Strikte definitie immateriële vaste activa niet onredelijk
CBb 11 november 2015, LS&R 1217; ECLI:NL:CBB:2015:374 (Stichting VieCuri Medisch Centrum tegen NZa)
Beleidsregel overgangsregimes kapitaallastenvergoedingen. Met ingang van 2012 moeten ziekenhuizen zelf het risico voor de dekking van kapitaallasten dragen. Als overgangsregeling is toen de Beleidsregel overgangsregimes kapitaallastenvergoedingen ingesteld. Op grond hiervan wordt o.a. de afschrijving van immateriële vaste activa vergoed. Appellante is het niet eens met de gehanteerde definitie van immateriële vaste activa, maar het College acht deze strikte definitie niet onredelijk. Daarnaast doet appellante een beroep op het gelijkheidsbeginsel. Dit wordt afgewezen nu het College oordeelt dat appellante niet aannemelijk heeft gemaakt dat verweerster de beleidsregel bij genoemde ziekenhuizen verkeer heeft toegepast. Het beroep wordt ongegrond verklaard.
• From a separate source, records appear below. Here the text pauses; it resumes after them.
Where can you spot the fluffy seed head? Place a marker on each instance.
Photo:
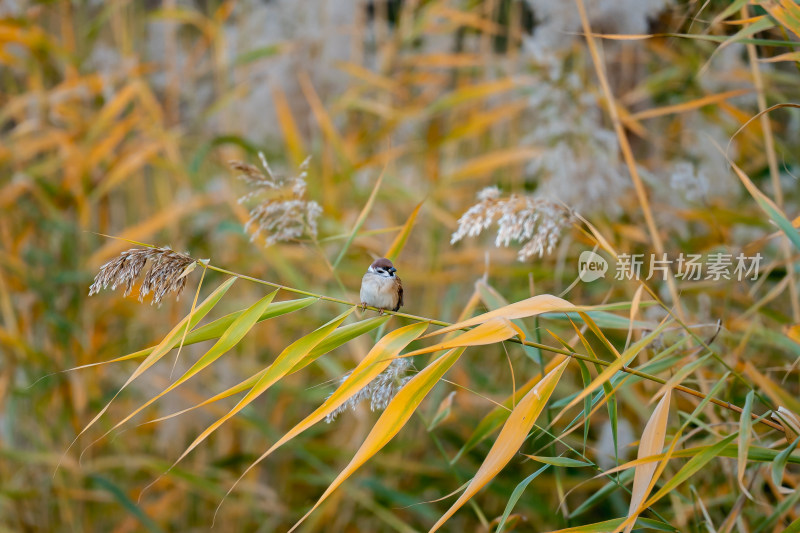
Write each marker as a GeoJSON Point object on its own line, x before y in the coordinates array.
{"type": "Point", "coordinates": [167, 272]}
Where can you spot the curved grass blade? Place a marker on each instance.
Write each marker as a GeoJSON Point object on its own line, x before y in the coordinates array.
{"type": "Point", "coordinates": [497, 416]}
{"type": "Point", "coordinates": [516, 495]}
{"type": "Point", "coordinates": [768, 206]}
{"type": "Point", "coordinates": [337, 338]}
{"type": "Point", "coordinates": [564, 462]}
{"type": "Point", "coordinates": [172, 338]}
{"type": "Point", "coordinates": [393, 419]}
{"type": "Point", "coordinates": [119, 495]}
{"type": "Point", "coordinates": [531, 306]}
{"type": "Point", "coordinates": [232, 336]}
{"type": "Point", "coordinates": [511, 437]}
{"type": "Point", "coordinates": [400, 241]}
{"type": "Point", "coordinates": [494, 300]}
{"type": "Point", "coordinates": [279, 368]}
{"type": "Point", "coordinates": [379, 357]}
{"type": "Point", "coordinates": [495, 330]}
{"type": "Point", "coordinates": [616, 365]}
{"type": "Point", "coordinates": [652, 442]}
{"type": "Point", "coordinates": [362, 217]}
{"type": "Point", "coordinates": [745, 440]}
{"type": "Point", "coordinates": [694, 465]}
{"type": "Point", "coordinates": [214, 329]}
{"type": "Point", "coordinates": [609, 526]}
{"type": "Point", "coordinates": [779, 464]}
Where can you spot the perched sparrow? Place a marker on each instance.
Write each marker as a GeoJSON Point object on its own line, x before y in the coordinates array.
{"type": "Point", "coordinates": [380, 287]}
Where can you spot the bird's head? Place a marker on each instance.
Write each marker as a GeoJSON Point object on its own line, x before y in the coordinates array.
{"type": "Point", "coordinates": [382, 267]}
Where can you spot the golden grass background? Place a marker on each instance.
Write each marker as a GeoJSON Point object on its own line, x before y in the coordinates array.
{"type": "Point", "coordinates": [121, 118]}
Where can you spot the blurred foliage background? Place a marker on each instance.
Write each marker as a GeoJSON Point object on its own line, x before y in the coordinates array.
{"type": "Point", "coordinates": [120, 118]}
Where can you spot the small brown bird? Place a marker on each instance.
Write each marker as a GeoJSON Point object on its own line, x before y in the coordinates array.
{"type": "Point", "coordinates": [380, 287]}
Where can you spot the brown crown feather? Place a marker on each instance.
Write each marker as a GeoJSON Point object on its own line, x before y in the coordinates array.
{"type": "Point", "coordinates": [382, 263]}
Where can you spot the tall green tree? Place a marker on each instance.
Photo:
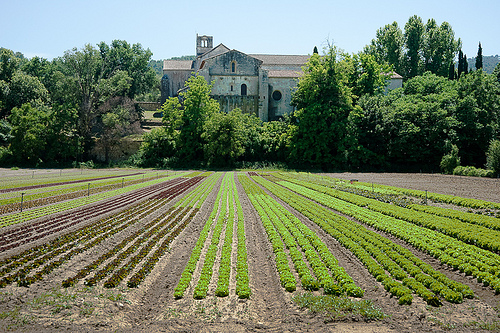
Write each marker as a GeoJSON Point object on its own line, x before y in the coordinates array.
{"type": "Point", "coordinates": [224, 136]}
{"type": "Point", "coordinates": [132, 59]}
{"type": "Point", "coordinates": [186, 121]}
{"type": "Point", "coordinates": [477, 114]}
{"type": "Point", "coordinates": [388, 46]}
{"type": "Point", "coordinates": [365, 75]}
{"type": "Point", "coordinates": [479, 57]}
{"type": "Point", "coordinates": [439, 47]}
{"type": "Point", "coordinates": [323, 101]}
{"type": "Point", "coordinates": [413, 41]}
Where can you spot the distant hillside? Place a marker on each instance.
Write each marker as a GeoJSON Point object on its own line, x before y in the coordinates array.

3.3. Het College heeft in zijn uitspraak van 6 mei 2014 (ECLI:NL:CBB:2014:182) de keuze van verweerster om in onderdeel 3.1, onder a, van de Beleidsregel Compensatie IVA 2010 een strikte definitie van het begrip immateriële vaste activa op te nemen waarbij wordt verwezen naar de classificatie van deze activa in de jaarrekening 2008 of eerdere jaarrekeningen van een instelling niet onredelijk geacht. In die uitspraak heeft het College eveneens overwogen dat verweerster zich terecht op het standpunt heeft gesteld dat de post voor plankosten van vergunningplichtige projecten van vóór 2009 niet valt onder onderdeel 3.1, onder a of b, van deze beleidsregel. Voor de overwegingen daarover verwijst het College naar zijn uitspraak van 6 mei 2014.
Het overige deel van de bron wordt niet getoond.